Getting Ruby on Rails on Ubuntu (You have to use ruby gems to install rails, DO NOT use sudo to install Rails).

https://help.ubuntu.com/community/RubyOnRails

(Just use Get Ruby, the latest Gems install, 1.3.1, and install rails. The rest is for servers).

If you want GUI you can use Bluefish, Aptana or Netbeans I use net beans. To install 6.5:

http://newsintegrator.wordpress.com/2008/11/20/installing-netbeans-65-on-linux-ubuntu/

Create a Rails blog with Netbeans in 10 minutes (really takes 30):

http://www.netbeans.org/kb/docs/ruby/rapid-ruby-weblog.html

You can use the help.ubuntu.com doc to install RoR & NewsIntegrator for Netbeans, the walk through at the NetBeans site and have your first RoR website done in less than an hour.

You can also use one of the tutorials on the Rails forums and have one done in about an hour with nothing but terminal and a text editor. I have not really used any of their tutorials, but there are tons on the web. Just be sure the Rails tutorial you pick uses your version of rails. The current is 2.2.2. Also, Rails uses MySQLight (I do not know why) by default. I use NetBeans and chose the MySQL option. I do not know how to make a Rails site with MySQL any other way.

konqueror7
February 25th, 2009, 01:57 AM
thanks fot the resource mate! and just so happened the i also use netbeans 6.5...:p

danboy
February 25th, 2009, 05:07 AM
I highly recommend gedit for rails dev, check out http://grigio.org/pimp_my_gedit_was_textmate_linux or one of the many gedit rails projects on github, you can get a rocking text editor in no time.

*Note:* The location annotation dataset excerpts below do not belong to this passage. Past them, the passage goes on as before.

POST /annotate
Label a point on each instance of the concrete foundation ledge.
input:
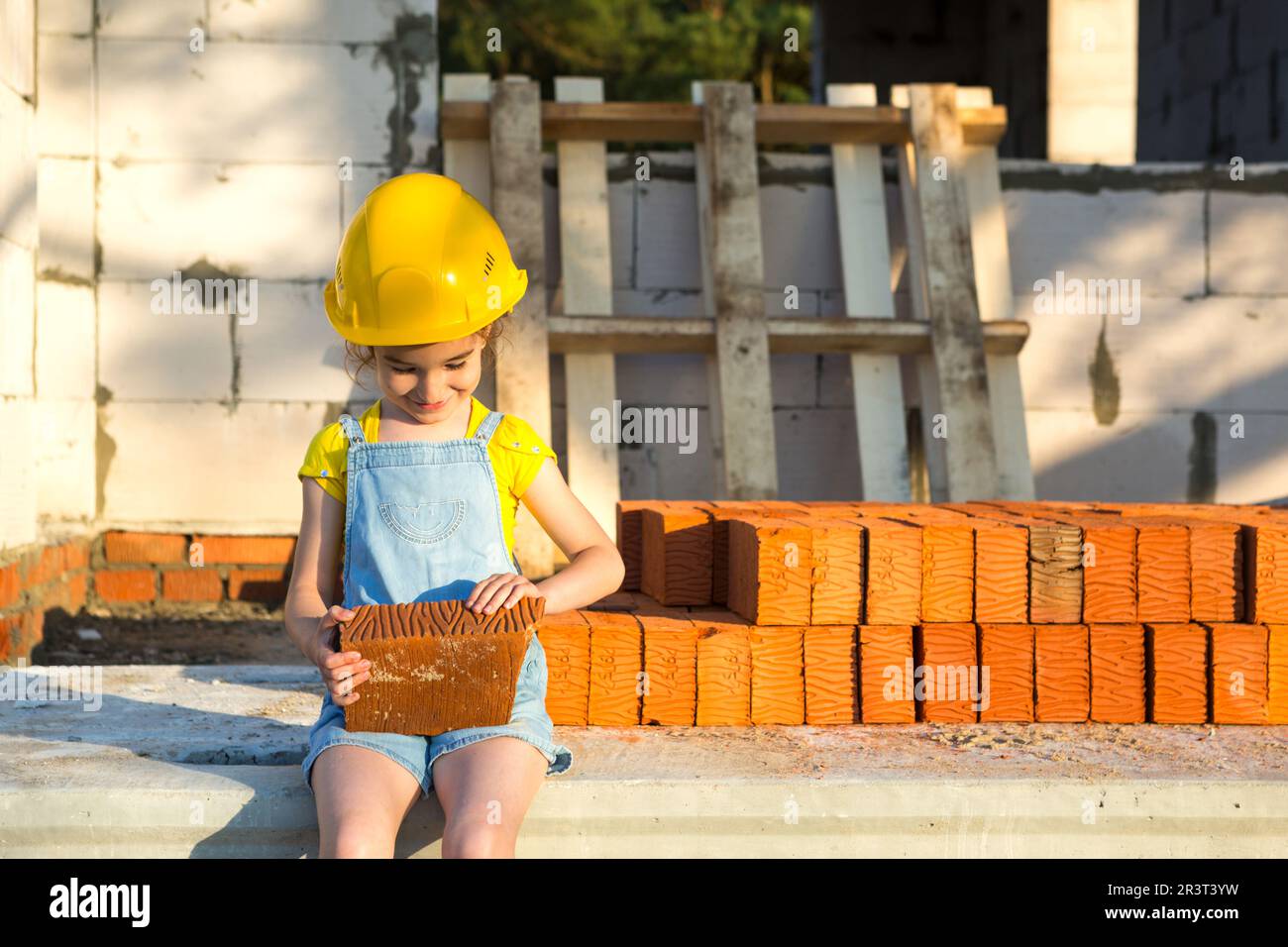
(205, 762)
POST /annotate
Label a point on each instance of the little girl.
(419, 496)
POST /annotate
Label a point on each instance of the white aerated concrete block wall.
(218, 140)
(20, 236)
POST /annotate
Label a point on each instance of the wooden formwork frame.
(964, 334)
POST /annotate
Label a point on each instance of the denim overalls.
(423, 523)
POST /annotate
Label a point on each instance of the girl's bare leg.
(485, 789)
(362, 799)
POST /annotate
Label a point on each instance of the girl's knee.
(477, 840)
(357, 836)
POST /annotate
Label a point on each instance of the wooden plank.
(671, 121)
(732, 244)
(787, 335)
(958, 339)
(469, 159)
(932, 486)
(523, 365)
(588, 287)
(992, 257)
(866, 270)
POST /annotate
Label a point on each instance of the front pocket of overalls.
(424, 523)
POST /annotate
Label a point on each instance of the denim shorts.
(528, 722)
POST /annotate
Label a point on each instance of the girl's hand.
(500, 590)
(342, 672)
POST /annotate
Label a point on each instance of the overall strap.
(488, 427)
(352, 429)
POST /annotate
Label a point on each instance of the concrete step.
(205, 762)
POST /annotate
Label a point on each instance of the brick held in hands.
(1176, 671)
(616, 663)
(771, 571)
(885, 674)
(724, 669)
(831, 676)
(1117, 673)
(566, 639)
(677, 549)
(1063, 677)
(1006, 655)
(670, 671)
(1239, 673)
(437, 667)
(947, 651)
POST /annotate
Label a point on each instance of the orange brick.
(566, 639)
(244, 551)
(9, 585)
(777, 676)
(831, 676)
(893, 594)
(140, 548)
(1006, 655)
(1061, 661)
(1239, 673)
(947, 657)
(1163, 570)
(724, 669)
(1109, 575)
(1276, 686)
(616, 663)
(947, 573)
(1267, 573)
(1001, 573)
(670, 672)
(1216, 571)
(191, 585)
(771, 571)
(885, 674)
(257, 585)
(1117, 673)
(125, 585)
(1177, 673)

The more brave of heart can try vixploder on github.. a collection of VI plugins that are awesome for rails dev.

Also earlier in the thread I think people where confusing XML and XHTML.

XHTML being the subset of XML used to create web pages.

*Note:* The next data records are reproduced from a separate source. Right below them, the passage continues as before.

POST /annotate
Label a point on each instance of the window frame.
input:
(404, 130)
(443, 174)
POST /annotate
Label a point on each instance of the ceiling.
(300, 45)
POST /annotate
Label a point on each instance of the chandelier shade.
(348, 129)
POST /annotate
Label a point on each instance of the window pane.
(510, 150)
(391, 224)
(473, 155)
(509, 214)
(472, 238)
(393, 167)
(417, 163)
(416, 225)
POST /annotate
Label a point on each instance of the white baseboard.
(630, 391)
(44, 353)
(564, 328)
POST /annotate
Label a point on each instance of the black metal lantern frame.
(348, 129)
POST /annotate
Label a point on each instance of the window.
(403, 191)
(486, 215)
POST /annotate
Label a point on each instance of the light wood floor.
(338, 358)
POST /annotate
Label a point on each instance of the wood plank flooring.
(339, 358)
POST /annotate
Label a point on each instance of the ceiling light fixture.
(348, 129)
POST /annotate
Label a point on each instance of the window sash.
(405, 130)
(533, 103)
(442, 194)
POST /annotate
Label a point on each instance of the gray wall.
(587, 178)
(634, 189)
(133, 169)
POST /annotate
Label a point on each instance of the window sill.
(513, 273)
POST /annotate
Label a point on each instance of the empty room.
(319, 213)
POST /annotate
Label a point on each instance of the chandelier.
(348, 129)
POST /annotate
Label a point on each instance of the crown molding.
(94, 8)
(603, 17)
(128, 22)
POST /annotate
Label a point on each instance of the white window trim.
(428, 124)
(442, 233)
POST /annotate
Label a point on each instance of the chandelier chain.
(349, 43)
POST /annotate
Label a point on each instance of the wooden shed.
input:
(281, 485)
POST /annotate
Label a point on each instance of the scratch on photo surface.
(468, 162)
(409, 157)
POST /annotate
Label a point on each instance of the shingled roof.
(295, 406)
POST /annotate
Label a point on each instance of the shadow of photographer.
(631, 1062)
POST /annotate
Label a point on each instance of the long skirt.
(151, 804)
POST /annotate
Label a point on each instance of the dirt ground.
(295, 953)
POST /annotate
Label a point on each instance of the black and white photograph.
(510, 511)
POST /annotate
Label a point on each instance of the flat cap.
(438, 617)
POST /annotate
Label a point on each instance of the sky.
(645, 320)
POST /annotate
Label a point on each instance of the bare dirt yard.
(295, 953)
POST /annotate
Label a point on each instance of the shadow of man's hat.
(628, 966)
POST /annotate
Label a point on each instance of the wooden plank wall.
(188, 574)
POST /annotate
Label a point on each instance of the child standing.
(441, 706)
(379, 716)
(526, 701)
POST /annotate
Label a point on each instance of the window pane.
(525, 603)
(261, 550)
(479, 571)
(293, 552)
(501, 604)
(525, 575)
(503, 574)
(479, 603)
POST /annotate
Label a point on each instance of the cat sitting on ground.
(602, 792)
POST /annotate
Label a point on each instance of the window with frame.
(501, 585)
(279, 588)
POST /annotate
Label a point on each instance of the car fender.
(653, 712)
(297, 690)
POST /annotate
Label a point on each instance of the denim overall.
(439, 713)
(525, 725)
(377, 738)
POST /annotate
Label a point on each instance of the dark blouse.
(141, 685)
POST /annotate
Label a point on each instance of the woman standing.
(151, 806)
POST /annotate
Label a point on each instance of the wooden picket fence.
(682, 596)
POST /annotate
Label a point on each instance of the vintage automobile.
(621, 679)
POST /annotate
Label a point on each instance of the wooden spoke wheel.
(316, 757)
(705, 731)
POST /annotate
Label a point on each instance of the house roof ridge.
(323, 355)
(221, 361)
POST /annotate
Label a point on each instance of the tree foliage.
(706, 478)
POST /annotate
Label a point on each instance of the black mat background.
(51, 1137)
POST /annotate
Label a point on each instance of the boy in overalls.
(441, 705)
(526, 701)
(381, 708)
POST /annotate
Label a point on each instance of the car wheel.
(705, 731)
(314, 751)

XML alone would need something like XSLT to be converted to a standard web page.

I also have been using inkscape professionally for years, it's a great vector tool for websites. check it out.

xx.canes.rites
February 25th, 2009, 08:03 AM
I highly recommend gedit for rails dev, check out http://grigio.org/pimp_my_gedit_was_textmate_linux or one of the many gedit rails projects on github, you can get a rocking text editor in no time.

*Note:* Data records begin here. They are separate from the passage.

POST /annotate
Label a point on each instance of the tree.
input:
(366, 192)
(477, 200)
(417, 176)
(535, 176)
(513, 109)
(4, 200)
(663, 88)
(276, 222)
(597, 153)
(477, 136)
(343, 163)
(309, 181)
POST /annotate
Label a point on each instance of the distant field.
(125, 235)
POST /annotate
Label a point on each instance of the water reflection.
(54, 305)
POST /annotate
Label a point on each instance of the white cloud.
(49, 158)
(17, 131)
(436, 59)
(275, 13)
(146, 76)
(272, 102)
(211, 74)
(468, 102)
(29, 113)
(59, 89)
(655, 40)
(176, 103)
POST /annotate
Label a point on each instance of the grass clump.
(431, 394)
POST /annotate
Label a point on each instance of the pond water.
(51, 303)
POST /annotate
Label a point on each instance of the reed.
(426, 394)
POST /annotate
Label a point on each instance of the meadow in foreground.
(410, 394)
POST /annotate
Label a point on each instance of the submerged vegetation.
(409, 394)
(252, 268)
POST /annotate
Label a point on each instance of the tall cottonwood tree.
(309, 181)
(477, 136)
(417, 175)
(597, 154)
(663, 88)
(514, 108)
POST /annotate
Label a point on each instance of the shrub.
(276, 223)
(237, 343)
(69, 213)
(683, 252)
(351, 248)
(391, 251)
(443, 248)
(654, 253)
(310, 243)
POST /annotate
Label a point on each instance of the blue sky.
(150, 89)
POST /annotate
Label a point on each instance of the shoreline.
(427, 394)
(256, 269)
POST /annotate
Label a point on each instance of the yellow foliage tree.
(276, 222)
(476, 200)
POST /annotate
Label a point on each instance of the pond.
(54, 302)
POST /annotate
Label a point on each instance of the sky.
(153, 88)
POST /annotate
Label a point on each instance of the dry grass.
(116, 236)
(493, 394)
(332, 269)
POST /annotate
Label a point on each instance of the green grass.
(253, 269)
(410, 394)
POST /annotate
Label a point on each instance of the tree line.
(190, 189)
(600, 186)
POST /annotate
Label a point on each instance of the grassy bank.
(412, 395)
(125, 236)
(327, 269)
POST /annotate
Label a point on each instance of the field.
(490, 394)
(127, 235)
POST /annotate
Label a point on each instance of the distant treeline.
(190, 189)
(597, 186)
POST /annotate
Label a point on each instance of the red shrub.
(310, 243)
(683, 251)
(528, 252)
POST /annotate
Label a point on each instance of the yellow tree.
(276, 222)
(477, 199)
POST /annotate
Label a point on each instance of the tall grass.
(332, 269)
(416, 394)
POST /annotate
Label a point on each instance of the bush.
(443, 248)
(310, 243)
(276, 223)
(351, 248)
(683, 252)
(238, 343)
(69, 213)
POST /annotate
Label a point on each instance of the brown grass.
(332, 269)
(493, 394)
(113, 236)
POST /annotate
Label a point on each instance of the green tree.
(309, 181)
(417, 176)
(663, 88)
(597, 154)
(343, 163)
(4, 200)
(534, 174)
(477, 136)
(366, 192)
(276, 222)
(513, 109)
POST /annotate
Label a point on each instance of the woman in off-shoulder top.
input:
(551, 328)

The more brave of heart can try vixploder on github.. a collection of VI plugins that are awesome for rails dev.

Also earlier in the thread I think people where confusing XML and XHTML.

XHTML being the subset of XML used to create web pages.

XML alone would need something like XSLT to be converted to a standard web page.

I also have been using inkscape professionally for years, it's a great vector tool for websites. check it out.

Yo Danboy! Okay I am using gEdit to build my website, which is the text editor for Ubuntu 8.10 and 8.04 if you are using it. It's the text editor for Gnome based OS? Well anyway, I'm not too sure what this RAILS business is about, but if I can just use a text editor, that would be awesome.